Our findings that the mutational alterations introduced into region C of ς32 failed to show defects in the interaction with FtsH and DnaK-DnaJ led us to search for other roles for this region. Since several ς32 mutant proteins analyzed in this study had defects in activity, we investigated whether the mutated segments of region C are involved in the interaction of ς32 with the RNAP core enzyme. We determined the efficiency of association of 3H-labeled ς32 with RNAP by using gel filtration. We focused on the ς32-F137E and ς32-I123D mutant proteins, since they showed functional defects in vivo. The relative amounts of the ς32-I123D mutant protein recovered in association with RNAP (eluting in fractions 8 to 15) were similar to those of wild-type ς32. In contrast, the amounts of ς32-F137E recovered in association with RNAP were reduced two- to threefold compared to those of wild-type ς32 (data not shown). We then determined the half-lives of the RNAP holoenzymes in chase experiments as outlined in Fig. 7A. The amounts of holoenzymes containing 3H-labeled wild-type or mutant ς32 were determined by gel filtration at various time points after the addition of excess unlabeled wild-type ς32. Differences in the stability of the mutant ς32-core complexes were evident immediately after addition of the competitor, and 5 min after addition almost no holoenzymes containing the ς32-F137E and ς32-I123D mutant proteins were recovered (Fig. 7B). We therefore chose shorter chase times to determine the half-lives of the holoenzymes (Fig. 7C, left panel). The half-lives of the holoenzymes containing 3H-labeled ς32-F137E (0.7 ± 0.07 min) and 3H-labeled ς32-I123D (0.8 ± 0.2 min) were five- and fourfold reduced, respectively, compared to the half-life of the holoenzyme containing the wild-type 3H-labeled ς32 (3.5 ± 0.2 min). For the 3H-labeled ς32-F137E mutant protein, we performed additional experiments with a 10-fold excess of ς70 as competitor and found a 6-fold decrease in the half-life (6.4 ± 0.6 min for the holoenzyme containing 3H-labeled ς32 and 1 ± 0.1 min for the holoenzyme containing 3H-labeled ς32-F137E) (Fig. 7C, right panel). These results show that the mutational alterations in region C decrease the affinity of ς32 for RNAP by four- to sixfold.

FIG. 7.

FIG. 7

Binding of ς32 mutant proteins to RNAP. 3H-labeled ς32 proteins (wild type [WT], ς32-F137E, and ς32-I123D) (A) were incubated with RNAP, and a 30-fold excess of wild-type unlabeled ς32 (B and C, left) or a 10-fold excess of unlabeled ς70 (C, right) was added. At the indicated times, samples were subjected to gel filtration, and the amount of labeled protein was quantified and is expressed as the percentage of the total labeled protein (B) or as a relative amount of RNAP-bound ς32 recovered at time zero after the addition of competitor (C). (B) Open circles, 0-min chase with competitor; solid squares, 5-min chase; solid triangles, 60-min chase. (C) Open squares, ς32-F137E; solid circles, wild-type ς32; solid triangles, ς32-I123D.

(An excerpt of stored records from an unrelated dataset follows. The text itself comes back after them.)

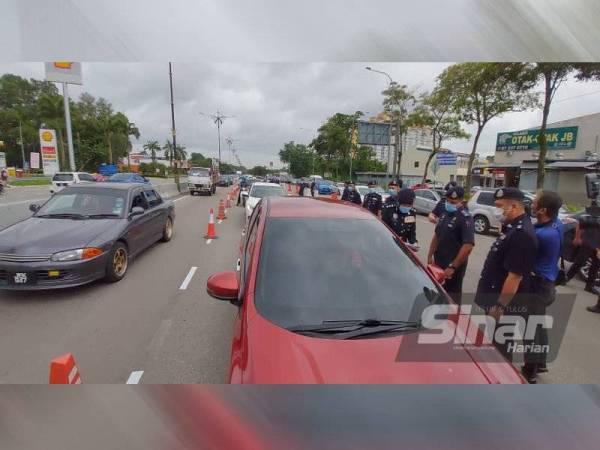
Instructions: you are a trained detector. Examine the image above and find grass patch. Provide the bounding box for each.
[10,178,51,186]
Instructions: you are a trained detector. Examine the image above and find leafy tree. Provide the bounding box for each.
[406,86,470,183]
[525,62,600,189]
[438,63,538,192]
[279,141,314,178]
[143,141,160,163]
[383,82,416,174]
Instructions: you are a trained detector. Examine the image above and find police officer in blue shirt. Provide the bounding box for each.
[475,187,538,358]
[363,181,383,217]
[522,191,563,383]
[427,186,475,303]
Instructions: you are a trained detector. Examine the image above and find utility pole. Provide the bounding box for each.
[200,110,235,168]
[62,83,75,172]
[169,62,181,192]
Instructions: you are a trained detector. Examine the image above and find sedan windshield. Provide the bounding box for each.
[255,218,441,328]
[250,185,283,198]
[35,189,126,218]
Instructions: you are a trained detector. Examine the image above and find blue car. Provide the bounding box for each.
[315,180,333,195]
[106,172,150,184]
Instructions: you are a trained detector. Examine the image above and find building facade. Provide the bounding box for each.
[473,113,600,204]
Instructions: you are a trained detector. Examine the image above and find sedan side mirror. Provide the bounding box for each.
[427,264,446,284]
[206,271,240,302]
[129,206,146,219]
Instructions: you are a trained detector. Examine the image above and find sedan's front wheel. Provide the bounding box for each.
[160,217,173,242]
[106,242,129,283]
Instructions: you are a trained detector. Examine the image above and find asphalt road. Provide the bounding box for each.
[0,189,243,383]
[0,188,600,383]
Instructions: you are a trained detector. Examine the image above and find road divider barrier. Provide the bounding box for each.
[204,208,217,239]
[217,199,227,220]
[49,353,81,384]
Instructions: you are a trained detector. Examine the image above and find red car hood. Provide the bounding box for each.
[242,315,523,384]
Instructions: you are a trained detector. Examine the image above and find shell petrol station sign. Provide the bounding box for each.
[40,128,60,175]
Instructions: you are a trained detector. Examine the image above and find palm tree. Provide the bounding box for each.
[144,141,160,164]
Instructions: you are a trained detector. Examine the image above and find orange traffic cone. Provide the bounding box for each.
[204,208,218,239]
[49,353,81,384]
[217,199,227,220]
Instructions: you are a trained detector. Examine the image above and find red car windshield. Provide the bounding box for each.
[255,218,440,328]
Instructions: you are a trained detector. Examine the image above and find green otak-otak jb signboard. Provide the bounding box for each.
[496,127,579,151]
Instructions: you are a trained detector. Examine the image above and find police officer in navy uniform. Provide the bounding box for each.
[475,187,538,357]
[363,181,383,217]
[427,181,458,223]
[427,186,475,304]
[342,181,362,205]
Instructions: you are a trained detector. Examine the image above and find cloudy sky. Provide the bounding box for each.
[0,62,600,167]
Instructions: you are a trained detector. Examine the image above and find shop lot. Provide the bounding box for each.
[0,192,600,383]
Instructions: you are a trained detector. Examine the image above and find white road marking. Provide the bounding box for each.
[126,370,144,384]
[179,267,198,291]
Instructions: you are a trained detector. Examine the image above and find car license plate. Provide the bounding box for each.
[8,272,35,286]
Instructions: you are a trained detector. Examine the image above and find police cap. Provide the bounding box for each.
[446,186,465,200]
[494,187,525,202]
[398,188,415,205]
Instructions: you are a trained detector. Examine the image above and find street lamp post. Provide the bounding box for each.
[365,66,401,182]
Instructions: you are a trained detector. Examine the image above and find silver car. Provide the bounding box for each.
[413,189,442,214]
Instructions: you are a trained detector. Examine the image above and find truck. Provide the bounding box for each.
[188,165,219,195]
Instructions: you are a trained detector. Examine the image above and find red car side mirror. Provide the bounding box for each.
[427,264,446,284]
[206,272,240,302]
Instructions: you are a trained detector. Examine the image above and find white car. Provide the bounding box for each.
[246,182,285,220]
[50,172,96,194]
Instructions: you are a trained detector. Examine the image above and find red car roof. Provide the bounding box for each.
[268,197,376,220]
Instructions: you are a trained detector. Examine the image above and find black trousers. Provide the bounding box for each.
[567,245,600,290]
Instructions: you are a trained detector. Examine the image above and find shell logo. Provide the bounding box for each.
[54,61,73,70]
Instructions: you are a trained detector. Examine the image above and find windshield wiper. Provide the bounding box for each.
[35,213,88,219]
[287,319,420,334]
[88,213,121,219]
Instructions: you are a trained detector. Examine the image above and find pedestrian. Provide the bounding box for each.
[475,187,538,358]
[521,191,563,384]
[427,186,475,304]
[363,181,383,217]
[342,181,362,205]
[566,215,600,295]
[427,180,458,223]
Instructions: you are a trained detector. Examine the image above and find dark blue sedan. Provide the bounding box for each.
[106,172,150,184]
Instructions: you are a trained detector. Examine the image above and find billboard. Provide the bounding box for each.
[45,61,83,84]
[358,122,390,145]
[496,127,579,152]
[40,128,60,175]
[435,153,456,166]
[29,152,40,169]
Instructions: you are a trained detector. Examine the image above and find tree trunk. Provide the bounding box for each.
[421,149,438,184]
[465,125,483,193]
[107,131,112,164]
[537,74,552,189]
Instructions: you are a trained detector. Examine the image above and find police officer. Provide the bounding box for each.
[381,185,418,249]
[363,181,383,217]
[475,187,538,357]
[427,181,458,223]
[427,186,475,304]
[342,181,362,205]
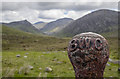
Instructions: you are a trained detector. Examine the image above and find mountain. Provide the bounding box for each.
[0,25,70,51]
[33,21,47,30]
[34,21,44,24]
[40,18,73,34]
[56,9,119,37]
[2,20,39,33]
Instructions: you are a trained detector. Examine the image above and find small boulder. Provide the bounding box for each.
[45,67,52,72]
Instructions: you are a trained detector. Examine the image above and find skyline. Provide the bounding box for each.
[0,2,118,23]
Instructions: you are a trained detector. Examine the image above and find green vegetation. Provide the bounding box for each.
[3,51,118,77]
[2,26,120,77]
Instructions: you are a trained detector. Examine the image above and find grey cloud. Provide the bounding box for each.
[2,2,118,11]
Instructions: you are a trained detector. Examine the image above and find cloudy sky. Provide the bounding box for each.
[0,0,118,23]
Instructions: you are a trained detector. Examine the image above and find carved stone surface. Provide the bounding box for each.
[68,32,109,78]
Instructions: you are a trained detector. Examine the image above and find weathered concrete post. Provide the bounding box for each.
[68,32,109,79]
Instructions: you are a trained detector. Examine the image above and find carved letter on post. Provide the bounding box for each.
[68,32,109,79]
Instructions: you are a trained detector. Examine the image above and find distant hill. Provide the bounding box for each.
[34,21,44,24]
[40,18,73,34]
[2,20,39,33]
[0,25,69,51]
[56,9,118,37]
[33,21,47,30]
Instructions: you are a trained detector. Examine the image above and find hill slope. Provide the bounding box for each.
[57,9,118,36]
[2,26,69,51]
[2,20,39,33]
[40,18,73,34]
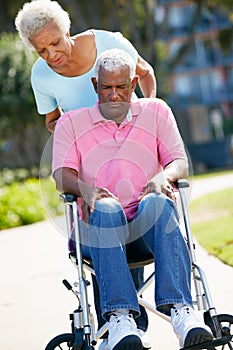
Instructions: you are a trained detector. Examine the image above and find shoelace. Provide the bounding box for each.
[174,307,190,325]
[110,312,135,330]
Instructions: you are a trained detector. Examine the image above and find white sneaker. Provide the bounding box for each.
[138,328,151,350]
[99,329,151,350]
[108,312,143,350]
[171,306,213,348]
[99,339,110,350]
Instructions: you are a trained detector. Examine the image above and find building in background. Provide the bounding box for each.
[156,0,233,167]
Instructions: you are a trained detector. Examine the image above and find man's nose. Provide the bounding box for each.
[111,88,117,101]
[48,48,56,59]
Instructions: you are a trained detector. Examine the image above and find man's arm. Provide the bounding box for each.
[136,56,157,97]
[138,159,188,201]
[45,107,62,133]
[53,168,118,222]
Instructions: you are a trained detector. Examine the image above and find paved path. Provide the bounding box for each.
[0,172,233,350]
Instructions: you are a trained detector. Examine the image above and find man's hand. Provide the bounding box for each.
[138,172,176,202]
[82,186,118,223]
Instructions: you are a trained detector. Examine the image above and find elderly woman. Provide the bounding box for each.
[15,0,156,350]
[15,0,156,131]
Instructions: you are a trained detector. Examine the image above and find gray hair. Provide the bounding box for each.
[15,0,71,49]
[95,49,136,80]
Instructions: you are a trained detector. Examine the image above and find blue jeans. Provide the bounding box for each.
[81,193,192,320]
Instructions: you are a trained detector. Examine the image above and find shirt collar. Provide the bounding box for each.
[89,100,142,124]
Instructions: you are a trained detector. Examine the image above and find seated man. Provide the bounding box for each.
[53,49,213,350]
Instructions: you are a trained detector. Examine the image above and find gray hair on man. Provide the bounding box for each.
[15,0,71,49]
[95,49,136,81]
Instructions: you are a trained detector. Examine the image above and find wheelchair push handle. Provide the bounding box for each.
[59,193,77,203]
[175,179,189,189]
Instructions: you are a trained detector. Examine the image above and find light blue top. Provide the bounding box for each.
[31,30,138,114]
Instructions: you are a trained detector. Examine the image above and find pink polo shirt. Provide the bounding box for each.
[53,98,186,219]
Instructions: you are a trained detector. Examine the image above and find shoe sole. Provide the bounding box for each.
[112,335,143,350]
[184,328,213,348]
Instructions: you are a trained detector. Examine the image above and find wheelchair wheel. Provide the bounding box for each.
[217,314,233,350]
[45,333,74,350]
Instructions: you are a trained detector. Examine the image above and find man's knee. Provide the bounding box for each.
[95,197,123,214]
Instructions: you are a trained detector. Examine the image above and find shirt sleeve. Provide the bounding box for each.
[52,111,80,173]
[31,60,58,115]
[156,100,187,167]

Transcriptional activity of ς32 mutant proteins in vitro.

The reduced affinity of the ς32 mutant proteins for RNAP may have consequences for their activity in the transcription of heat shock genes, in particular in a situation of competition with other sigma factors. This possibility was tested by runoff transcription assays with the ς32-dependent P2 heat shock promoter of the dnaK dnaJ operon as a template. The reactions were performed in the presence or absence of ς70 as competitor, with the ς32-F137E and ς32-I123D mutant proteins, since they had reduced activities in vivo and reduced ability to compete with ς70 for RNAP binding in vitro. In the absence of competitor, both ς32 mutant proteins had strongly reduced activities compared to wild-type ς32 (Fig. 8). Moreover, the addition of equimolar concentrations of ς70 was sufficient to strongly reduce the activities of both ς32 mutant proteins, whereas the activity of wild-type ς32 was affected only in the presence of a fivefold excess of ς70 (Fig. 8). The ς32-F137E and ς32-I123D mutant proteins thus had reduced activities in heat shock gene transcription, which were further reduced in the presence of ς70 as competitor.

FIG. 8.

FIG. 8

In vitro transcriptional activity of ς32 mutant proteins. Runoff transcription assays were performed in transcription buffer (20 mM Tris-HCl [pH 8.0], 200 mM KCl, 5 mM MgCl2, 1 mM DTT, 5% glycerol) as described previously (9), with a template consisting of a linear 360-bp DNA fragment (blunt ends) containing the P2 promoter of dnaK. The transcription assay mixtures contained 120 nM RNAP, ς70, wild-type ς32, ς32-F137E, or ς32-I123D as indicated. ++, fivefold molar excess (600 nM) of the corresponding protein over the other proteins in the assay. Transcripts were analyzed by polyacrylamide-urea gel electrophoresis (9) followed by autoradiography. The relative amounts of transcripts were quantified and are expressed as a percentage of the transcript obtained with wild-type ς32 in the absence of ς70 (defined as 100%).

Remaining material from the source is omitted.